Introduced at 2011, and happening for the forth time, the grand challenge poses a real world data set and a set of problems that would keep distributed event enthusiastic busy for few months. Selected solutions are invited to the conference, and final showdown and announcement happen at the conference.
2013 challenge includes a football (soccer) game, which I blogged earlier. 2014 challenge is an smart metering use case, timely one given the advent of IoT, that included 4B (yes with a capital B) events collected over 6 weeks from 40 houses and 2000 sensors. You can find more details from http://www.cse.iitb.ac.in/debs2014/?page_id=42. (also Zbigniew Jerzak, The DEBS 2014 Grand Challenge, ACM Distributed Event based System, 2014)
In 2014 challenge, four solutions were accepted out of about 25 submissions: from Dresden University of Technology (Germany), Imperial College London, Fraunhofer Institute (Germany), and WSO2.
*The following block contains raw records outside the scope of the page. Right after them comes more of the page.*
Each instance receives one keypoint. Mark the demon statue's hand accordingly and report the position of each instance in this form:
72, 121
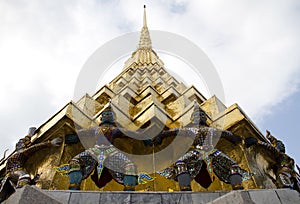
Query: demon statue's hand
56, 141
250, 141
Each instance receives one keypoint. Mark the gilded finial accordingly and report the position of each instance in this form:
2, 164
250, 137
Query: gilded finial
145, 19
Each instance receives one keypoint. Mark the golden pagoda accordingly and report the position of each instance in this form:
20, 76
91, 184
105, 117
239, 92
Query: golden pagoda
145, 96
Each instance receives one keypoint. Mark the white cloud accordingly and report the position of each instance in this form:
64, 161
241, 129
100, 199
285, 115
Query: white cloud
43, 45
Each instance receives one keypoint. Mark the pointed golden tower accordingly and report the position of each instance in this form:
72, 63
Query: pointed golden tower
145, 96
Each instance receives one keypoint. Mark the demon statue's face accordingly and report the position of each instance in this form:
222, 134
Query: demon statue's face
107, 117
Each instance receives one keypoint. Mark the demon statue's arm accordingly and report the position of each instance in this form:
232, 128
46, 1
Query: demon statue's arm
235, 139
286, 176
55, 142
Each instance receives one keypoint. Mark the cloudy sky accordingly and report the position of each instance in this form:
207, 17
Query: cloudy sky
254, 46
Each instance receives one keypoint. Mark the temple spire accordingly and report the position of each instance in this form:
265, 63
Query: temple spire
145, 41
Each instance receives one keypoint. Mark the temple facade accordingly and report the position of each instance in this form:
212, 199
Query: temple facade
144, 96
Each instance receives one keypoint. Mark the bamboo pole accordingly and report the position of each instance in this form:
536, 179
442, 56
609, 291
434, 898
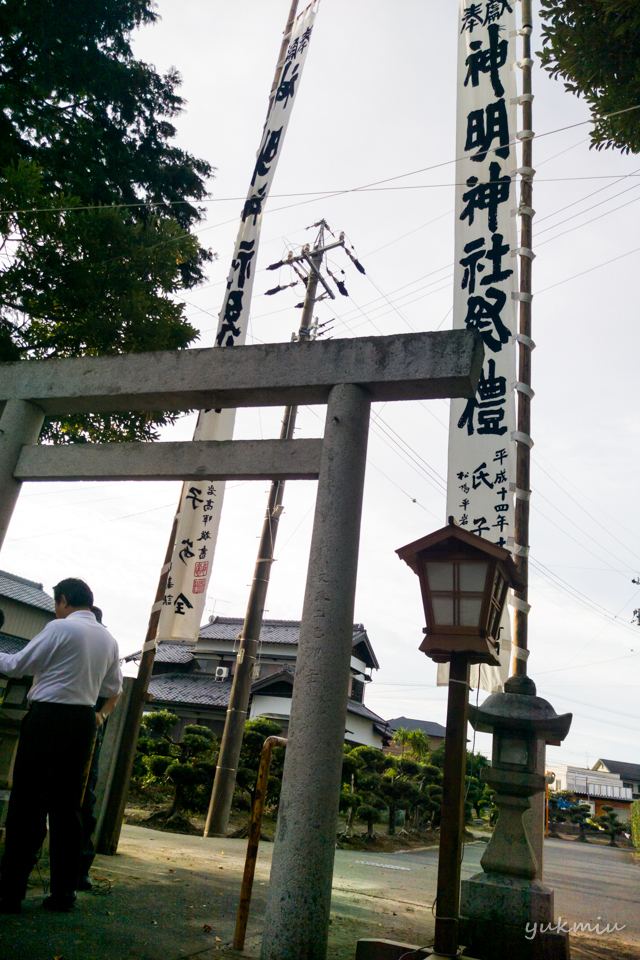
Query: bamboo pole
110, 834
525, 346
255, 826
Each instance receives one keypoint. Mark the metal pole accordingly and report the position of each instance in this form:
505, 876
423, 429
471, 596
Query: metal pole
452, 822
120, 786
20, 424
297, 916
226, 770
255, 826
112, 823
525, 346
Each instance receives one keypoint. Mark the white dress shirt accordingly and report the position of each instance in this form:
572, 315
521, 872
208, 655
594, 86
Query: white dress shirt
72, 661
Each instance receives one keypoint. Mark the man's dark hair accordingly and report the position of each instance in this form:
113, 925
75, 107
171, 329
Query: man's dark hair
77, 592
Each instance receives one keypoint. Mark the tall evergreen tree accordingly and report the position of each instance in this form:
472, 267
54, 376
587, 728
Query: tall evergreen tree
594, 46
96, 200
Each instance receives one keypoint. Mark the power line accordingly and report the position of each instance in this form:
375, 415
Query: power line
587, 222
591, 517
590, 270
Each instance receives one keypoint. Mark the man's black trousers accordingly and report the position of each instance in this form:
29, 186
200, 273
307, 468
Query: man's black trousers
51, 765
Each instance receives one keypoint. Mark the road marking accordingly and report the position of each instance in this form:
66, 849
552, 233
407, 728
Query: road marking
386, 866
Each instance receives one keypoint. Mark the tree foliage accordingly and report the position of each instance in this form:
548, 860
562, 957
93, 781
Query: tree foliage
188, 764
594, 46
610, 823
96, 200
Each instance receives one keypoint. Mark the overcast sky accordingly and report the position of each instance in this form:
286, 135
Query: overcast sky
377, 102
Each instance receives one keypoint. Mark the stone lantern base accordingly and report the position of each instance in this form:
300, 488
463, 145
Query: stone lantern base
502, 916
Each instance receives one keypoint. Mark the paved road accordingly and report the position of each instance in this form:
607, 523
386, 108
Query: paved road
590, 881
173, 897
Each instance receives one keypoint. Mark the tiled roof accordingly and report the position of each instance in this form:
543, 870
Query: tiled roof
227, 628
175, 652
200, 689
11, 644
273, 631
190, 688
362, 711
427, 726
25, 591
628, 771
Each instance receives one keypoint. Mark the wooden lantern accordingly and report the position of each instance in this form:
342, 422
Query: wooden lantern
464, 581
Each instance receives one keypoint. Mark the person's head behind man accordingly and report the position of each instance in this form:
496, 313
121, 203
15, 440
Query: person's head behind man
70, 595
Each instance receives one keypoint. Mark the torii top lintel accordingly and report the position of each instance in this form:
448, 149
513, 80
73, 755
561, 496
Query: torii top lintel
415, 366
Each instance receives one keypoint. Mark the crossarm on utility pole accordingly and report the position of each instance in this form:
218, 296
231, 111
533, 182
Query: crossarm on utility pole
217, 822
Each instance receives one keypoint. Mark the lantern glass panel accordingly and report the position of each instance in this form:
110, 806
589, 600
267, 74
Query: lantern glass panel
440, 577
514, 751
443, 610
470, 609
472, 577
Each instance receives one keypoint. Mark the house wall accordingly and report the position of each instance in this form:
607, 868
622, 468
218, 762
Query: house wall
359, 730
22, 620
622, 809
633, 782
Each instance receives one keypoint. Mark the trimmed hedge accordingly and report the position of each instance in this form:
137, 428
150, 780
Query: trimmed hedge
635, 824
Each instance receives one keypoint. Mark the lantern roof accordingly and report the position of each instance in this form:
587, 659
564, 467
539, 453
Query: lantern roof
453, 537
520, 710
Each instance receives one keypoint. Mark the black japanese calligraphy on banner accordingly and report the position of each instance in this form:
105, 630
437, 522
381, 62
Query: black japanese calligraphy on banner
481, 452
201, 504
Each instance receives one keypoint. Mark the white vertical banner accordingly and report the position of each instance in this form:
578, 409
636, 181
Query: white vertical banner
201, 501
482, 451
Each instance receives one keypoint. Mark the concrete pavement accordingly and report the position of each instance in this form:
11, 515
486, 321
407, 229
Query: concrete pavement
156, 898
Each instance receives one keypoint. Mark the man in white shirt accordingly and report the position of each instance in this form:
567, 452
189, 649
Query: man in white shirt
73, 661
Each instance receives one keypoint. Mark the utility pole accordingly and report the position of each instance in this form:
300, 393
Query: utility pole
225, 778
Problem involves two queries: predicting load and finding outlier sensors. The predicting algorithm is given, as this is a event-processing challenge, not an machine learning challenge. Both queries needed a single node solution as well as a distributed solution.
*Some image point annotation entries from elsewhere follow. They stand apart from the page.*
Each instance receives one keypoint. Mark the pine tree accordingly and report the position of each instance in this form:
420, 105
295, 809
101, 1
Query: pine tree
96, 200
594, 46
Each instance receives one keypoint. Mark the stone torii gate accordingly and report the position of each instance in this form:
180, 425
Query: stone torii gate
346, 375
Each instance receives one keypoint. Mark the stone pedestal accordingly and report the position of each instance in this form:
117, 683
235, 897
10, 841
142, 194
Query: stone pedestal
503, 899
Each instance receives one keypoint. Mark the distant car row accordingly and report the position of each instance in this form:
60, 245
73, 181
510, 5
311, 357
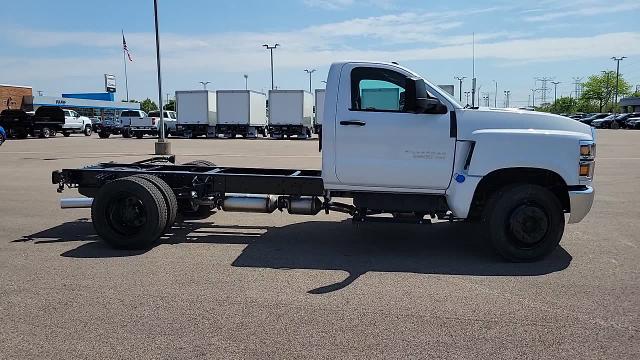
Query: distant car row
609, 121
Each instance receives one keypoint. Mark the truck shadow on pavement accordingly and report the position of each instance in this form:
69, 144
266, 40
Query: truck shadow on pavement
440, 248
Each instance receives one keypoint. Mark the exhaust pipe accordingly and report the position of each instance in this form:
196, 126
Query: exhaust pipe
76, 203
250, 203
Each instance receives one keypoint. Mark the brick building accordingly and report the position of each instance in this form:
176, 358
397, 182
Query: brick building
13, 95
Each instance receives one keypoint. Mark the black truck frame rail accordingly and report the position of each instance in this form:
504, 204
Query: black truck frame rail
205, 180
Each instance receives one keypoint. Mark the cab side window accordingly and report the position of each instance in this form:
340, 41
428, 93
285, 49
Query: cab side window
380, 90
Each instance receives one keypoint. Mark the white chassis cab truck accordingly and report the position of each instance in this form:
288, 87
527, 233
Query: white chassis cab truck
521, 174
75, 123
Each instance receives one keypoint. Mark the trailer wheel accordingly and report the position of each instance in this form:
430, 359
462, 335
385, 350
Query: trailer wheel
129, 213
45, 132
525, 222
167, 194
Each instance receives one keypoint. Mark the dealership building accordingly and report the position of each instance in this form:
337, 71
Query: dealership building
100, 105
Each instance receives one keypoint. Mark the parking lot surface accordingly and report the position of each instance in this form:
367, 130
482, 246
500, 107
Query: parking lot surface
283, 286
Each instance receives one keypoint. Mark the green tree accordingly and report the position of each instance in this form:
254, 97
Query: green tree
170, 106
147, 105
600, 89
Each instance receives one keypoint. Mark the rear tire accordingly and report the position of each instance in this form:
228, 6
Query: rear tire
167, 194
129, 213
525, 222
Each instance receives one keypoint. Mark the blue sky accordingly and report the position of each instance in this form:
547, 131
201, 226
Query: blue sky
67, 46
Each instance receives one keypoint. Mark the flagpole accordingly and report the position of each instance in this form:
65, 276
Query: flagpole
124, 59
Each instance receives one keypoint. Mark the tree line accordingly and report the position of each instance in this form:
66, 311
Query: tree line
598, 95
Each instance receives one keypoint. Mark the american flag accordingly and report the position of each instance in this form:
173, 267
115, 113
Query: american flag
124, 47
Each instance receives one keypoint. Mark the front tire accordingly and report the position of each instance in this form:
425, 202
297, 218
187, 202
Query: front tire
525, 222
129, 213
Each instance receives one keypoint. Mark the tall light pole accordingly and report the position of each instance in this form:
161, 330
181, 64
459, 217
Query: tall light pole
555, 90
162, 147
495, 98
270, 48
310, 72
460, 78
617, 60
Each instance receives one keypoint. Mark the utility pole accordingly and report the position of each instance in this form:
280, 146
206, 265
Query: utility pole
617, 60
310, 72
576, 84
460, 78
543, 89
473, 81
495, 98
270, 48
533, 98
162, 147
555, 90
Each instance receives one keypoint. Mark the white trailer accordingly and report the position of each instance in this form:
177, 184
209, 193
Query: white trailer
197, 113
242, 112
290, 113
317, 126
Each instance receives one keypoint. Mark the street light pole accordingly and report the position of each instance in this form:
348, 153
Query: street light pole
460, 78
555, 90
617, 60
495, 98
310, 72
162, 147
270, 48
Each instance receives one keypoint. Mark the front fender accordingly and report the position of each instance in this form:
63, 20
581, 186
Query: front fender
554, 150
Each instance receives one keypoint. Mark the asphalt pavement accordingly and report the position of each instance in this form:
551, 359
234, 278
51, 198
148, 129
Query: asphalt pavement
282, 286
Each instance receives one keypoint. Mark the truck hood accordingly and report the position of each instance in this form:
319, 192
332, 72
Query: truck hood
470, 120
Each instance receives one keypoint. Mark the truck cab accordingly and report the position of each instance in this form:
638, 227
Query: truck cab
75, 123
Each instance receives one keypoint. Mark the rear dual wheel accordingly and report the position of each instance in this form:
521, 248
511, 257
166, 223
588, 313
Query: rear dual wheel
133, 212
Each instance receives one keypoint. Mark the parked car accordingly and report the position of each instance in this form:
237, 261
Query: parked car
633, 122
3, 135
589, 119
75, 123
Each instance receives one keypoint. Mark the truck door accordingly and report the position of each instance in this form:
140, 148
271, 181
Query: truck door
380, 139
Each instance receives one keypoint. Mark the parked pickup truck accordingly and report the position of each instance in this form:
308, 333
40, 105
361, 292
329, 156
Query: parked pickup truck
521, 174
75, 123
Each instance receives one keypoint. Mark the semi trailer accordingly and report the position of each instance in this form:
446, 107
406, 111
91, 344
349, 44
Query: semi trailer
241, 112
197, 113
522, 175
290, 113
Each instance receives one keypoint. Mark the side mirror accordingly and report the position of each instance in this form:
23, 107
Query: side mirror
430, 106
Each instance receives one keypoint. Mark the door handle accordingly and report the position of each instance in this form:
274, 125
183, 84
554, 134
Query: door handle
353, 122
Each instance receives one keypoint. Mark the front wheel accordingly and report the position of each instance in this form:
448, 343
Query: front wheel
525, 222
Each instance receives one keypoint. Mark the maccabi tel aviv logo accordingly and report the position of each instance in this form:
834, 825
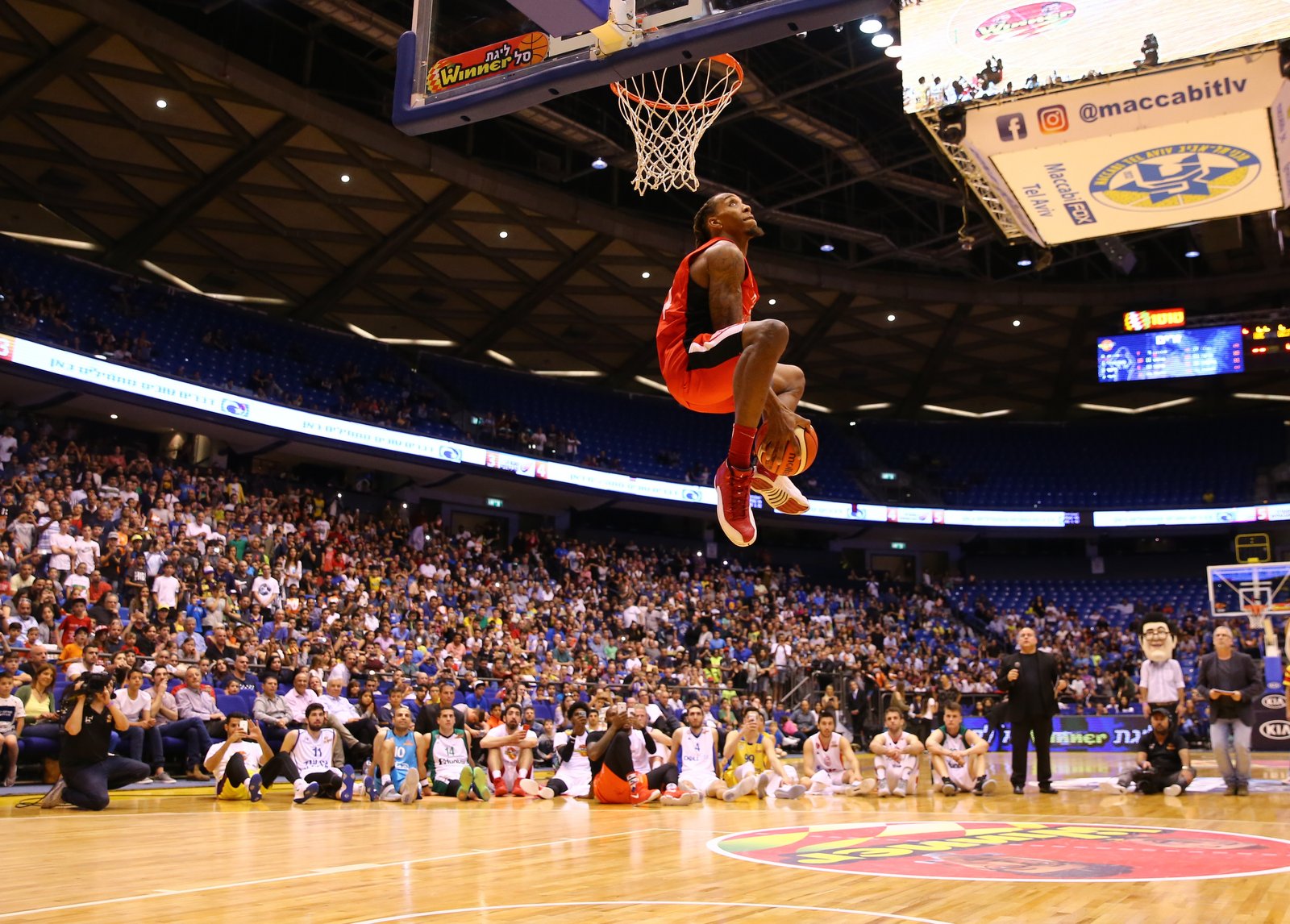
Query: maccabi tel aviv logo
1176, 176
1014, 852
First query was easy to parallelize, and all four solutions had completed this successfully, posting single node throughputs of few thousands up to 300k and 400K events per second. Scaling first query turns out to be much trickier, and solutions had posted throughput of 0.85M with 4 nodes, 1.7 with 6 nodes, 1.1 with 50 nodes (events per second).
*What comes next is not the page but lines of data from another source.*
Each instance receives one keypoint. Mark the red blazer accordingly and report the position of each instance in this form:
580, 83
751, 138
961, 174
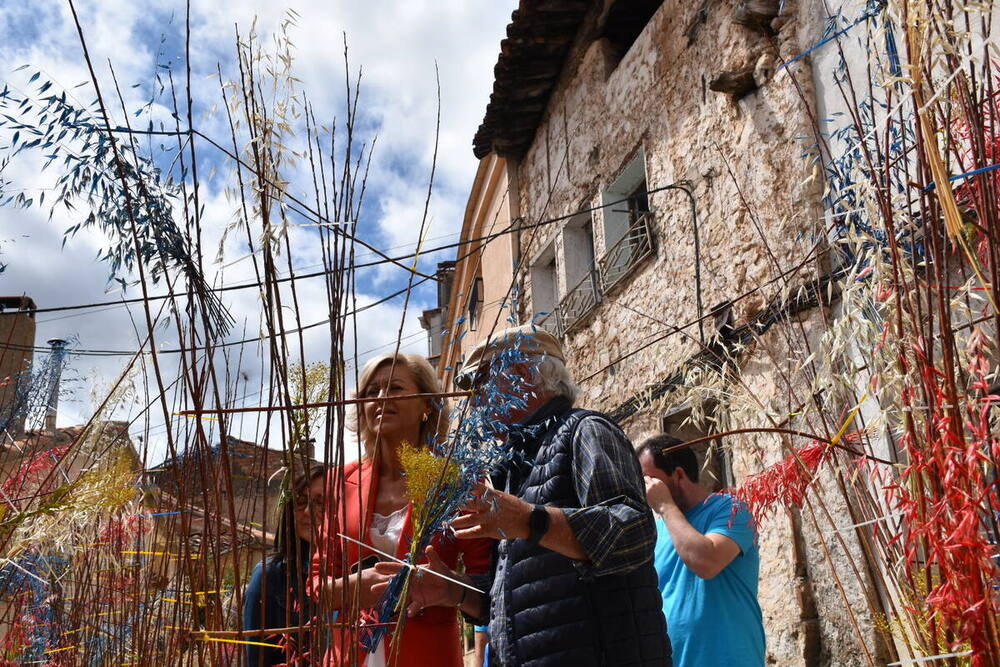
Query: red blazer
431, 637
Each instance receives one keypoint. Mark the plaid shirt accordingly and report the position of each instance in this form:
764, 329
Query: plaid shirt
613, 523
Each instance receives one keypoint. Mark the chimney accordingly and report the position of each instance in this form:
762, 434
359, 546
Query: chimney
17, 339
58, 346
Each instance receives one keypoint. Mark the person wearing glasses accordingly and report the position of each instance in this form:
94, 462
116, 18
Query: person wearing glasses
276, 595
572, 581
369, 504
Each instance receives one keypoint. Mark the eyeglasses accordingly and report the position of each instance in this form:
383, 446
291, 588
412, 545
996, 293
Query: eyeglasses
315, 502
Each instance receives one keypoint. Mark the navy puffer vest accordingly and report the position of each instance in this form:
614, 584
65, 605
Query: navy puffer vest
559, 616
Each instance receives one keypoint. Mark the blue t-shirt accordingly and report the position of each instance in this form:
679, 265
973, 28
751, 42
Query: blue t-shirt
712, 622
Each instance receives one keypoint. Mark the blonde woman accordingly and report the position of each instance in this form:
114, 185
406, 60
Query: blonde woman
369, 504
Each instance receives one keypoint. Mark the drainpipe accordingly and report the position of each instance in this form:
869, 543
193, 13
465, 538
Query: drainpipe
58, 347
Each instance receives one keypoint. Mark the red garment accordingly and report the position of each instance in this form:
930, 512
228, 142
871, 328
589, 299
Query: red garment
431, 637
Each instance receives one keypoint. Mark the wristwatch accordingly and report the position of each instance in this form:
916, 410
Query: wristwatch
538, 524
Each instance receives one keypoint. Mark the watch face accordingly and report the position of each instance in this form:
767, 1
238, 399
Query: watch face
538, 523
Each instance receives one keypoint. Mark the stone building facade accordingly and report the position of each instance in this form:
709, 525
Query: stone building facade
17, 340
663, 222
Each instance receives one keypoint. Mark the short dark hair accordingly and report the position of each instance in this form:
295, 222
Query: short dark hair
668, 461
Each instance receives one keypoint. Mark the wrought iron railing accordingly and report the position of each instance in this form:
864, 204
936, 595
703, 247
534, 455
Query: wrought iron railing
623, 256
581, 299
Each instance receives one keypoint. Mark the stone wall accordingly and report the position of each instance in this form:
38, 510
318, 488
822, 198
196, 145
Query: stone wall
759, 217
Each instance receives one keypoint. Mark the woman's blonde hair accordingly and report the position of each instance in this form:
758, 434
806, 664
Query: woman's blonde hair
427, 383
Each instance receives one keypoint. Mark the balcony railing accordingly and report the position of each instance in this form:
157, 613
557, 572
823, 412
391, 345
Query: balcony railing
628, 252
550, 322
581, 299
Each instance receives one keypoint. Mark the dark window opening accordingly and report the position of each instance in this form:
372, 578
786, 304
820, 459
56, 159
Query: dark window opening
624, 21
638, 202
475, 303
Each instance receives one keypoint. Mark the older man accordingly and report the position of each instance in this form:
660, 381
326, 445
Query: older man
573, 581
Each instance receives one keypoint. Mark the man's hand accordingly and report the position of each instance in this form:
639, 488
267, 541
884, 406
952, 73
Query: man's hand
494, 514
372, 583
658, 495
426, 590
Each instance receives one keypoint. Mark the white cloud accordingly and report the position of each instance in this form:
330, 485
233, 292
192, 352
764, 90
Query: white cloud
396, 43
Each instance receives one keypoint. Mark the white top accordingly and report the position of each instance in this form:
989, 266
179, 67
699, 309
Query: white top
384, 536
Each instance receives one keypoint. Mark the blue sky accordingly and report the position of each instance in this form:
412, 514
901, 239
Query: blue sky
396, 43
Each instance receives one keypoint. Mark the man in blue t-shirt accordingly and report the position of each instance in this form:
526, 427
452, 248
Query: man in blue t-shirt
707, 562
Second query includes a median calculated over 24 hour sliding window, with about 1000 events per second. This means about 74million events and calculated over sliding window sliding in 1 second. This had everyone swearing. Single node solutions gave throughputs ranging from few 100k to few millions.
Distributed solution for query two, well no one had it solved. All distributed solutions were slower than the single node solution. Obviously, there are lot more work to be done by the community at large.
There was stiff competition and everyone was at their toes though the presentations. Overall winner was solution from Fraunhofer Institute (#3) and audience award went to Imperial College London (#2).
It was lot of fun, and among my parting thought was “If 40 houses generate 4B events, how we are going to handle millions of houses?”
You can find our presentation from slideshare and paper from “Solving the grand challenge using an opensource CEP engine“. I will write a detailed blog about our solution soon. Other solutions presentations and papers are available in ACM library.